Despite the bad rap, pawns are actually very strong if you know their strengths and weaknesses. They make excellent foot soldiers and are absolutely essential to nearly all endgame strategy.
Let’s jump right in to the topic of this article: promotion and en passant.
Only the single most important thing in chess!! When your pawn climbs up the ladder of the chess board and reaches the 8th rank (1st rank if you’re playing black), it receives a promotion. The pawn can now become a Queen, Rook, Knight, or Bishop.
If you’re confused, it’s kind of like checkers when a token becomes a “King” if it reaches the end. However, unlike checkers, a pawn canNOT become a King. (Otherwise, how would checkmate work – would you checkmate both of them? Could you then have 9 kings?)
Most of the time, people choose to have another Queen because her majesty is the strongest piece. However, in rare cases, it’s better to promote to a different piece.
Here is the “Wrong Color Rook Pawn” draw explanation from example game above.
Be careful though – sometimes underpromotions can backfire, even to the world’s best! (Chess.com membership required for video.)
I’m glad you asked! You can only promote with a passed pawn, defined as a pawn with no other pawns to stop it. This means it has “free range” to run to the queening square as long as no enemy pieces can take it. Look at the diagram below.
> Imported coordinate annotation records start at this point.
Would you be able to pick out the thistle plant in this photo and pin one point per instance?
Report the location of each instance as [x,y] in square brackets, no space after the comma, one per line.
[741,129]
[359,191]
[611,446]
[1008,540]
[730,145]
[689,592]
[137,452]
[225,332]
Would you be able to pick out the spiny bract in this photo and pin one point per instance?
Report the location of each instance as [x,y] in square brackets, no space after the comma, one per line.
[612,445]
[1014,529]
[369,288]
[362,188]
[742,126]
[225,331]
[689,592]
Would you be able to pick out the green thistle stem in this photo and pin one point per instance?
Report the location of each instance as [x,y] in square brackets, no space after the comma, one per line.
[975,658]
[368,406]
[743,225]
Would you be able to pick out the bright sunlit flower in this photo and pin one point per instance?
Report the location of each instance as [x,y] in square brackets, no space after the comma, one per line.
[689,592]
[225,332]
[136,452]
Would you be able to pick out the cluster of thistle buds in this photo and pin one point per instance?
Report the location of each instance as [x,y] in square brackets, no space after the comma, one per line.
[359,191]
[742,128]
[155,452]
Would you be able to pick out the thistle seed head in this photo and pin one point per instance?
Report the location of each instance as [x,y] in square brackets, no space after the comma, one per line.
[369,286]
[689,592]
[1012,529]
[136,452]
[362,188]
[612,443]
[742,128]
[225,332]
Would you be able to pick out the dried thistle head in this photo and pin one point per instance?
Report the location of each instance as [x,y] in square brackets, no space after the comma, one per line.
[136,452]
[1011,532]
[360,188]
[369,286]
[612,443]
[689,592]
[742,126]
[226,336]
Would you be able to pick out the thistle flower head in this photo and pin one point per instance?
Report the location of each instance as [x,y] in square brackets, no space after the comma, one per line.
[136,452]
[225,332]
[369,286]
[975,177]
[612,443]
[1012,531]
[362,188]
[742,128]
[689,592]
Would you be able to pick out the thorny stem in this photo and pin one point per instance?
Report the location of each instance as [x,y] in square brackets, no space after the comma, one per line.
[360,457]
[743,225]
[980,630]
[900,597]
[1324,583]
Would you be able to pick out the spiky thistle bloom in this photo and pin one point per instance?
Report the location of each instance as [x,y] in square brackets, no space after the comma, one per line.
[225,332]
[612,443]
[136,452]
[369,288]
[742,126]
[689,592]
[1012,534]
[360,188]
Passed pawns are HUGE strategic advantages because your opponent’s pieces are tied to defense to stop that pawn from advancing.
Tip: When you have a passed pawn, defend it from behind and push it to the queening square.
For an example of defending the passed pawn from behind, check out the Tarrasch Rule, “The rooks belong behind passed pawns, behind their own in order to support their advance, behind the enemy’s in order to impede their advance.” (See examples on Wikipedia – “Tarrasch Rule”)
NEVER give your opponent a passed pawn for free except for very good reason.
Because promoting pawns is an essential way to win, there have been entire endgame strategy books written on promotion. Perhaps the best endgame book ever written is Silman’s Complete Endgame Course: From Beginner to Master by International Master Jeremy Silman.
He presents several sections on promotion but also comprehensively covers all endgame fundamentals. Most importantly, he breaks down the material by rating category so it’s easy to digest.
Coming Soon: Watch for our series “Queening the Pawn” to learn more strategic tips for promoting passed pawns.
En Passant is one of the trickiest rules in chess. They are often very difficult to spot over the board but can be extremely powerful.
It’s much easier to visualize but here’s a text explanation: When a pawn moves 2 squares on its first move to land next to an enemy pawn, the enemy pawn can capture it as if it only moved 1 square.
Note: you can only capture the pawn on the very next move after it moves 2 squares, not 2+ moves into the future.
One easy way to visualize en passant is to think of a person tripping another. The black pawn sticks out his leg and trips the white pawn that walks next to him – thus he captures him. However, if the black pawn sticks out his leg AFTER the white pawn already walks by (ie. on subsequent moves), the black pawn won’t trip anybody.
Make sure to look for en passants in your own game. But don’t feel bad if you miss one.
The En Passant rule is so tricky that there are many famous examples of Grandmasters missing an en passant that wins the game on the spot!!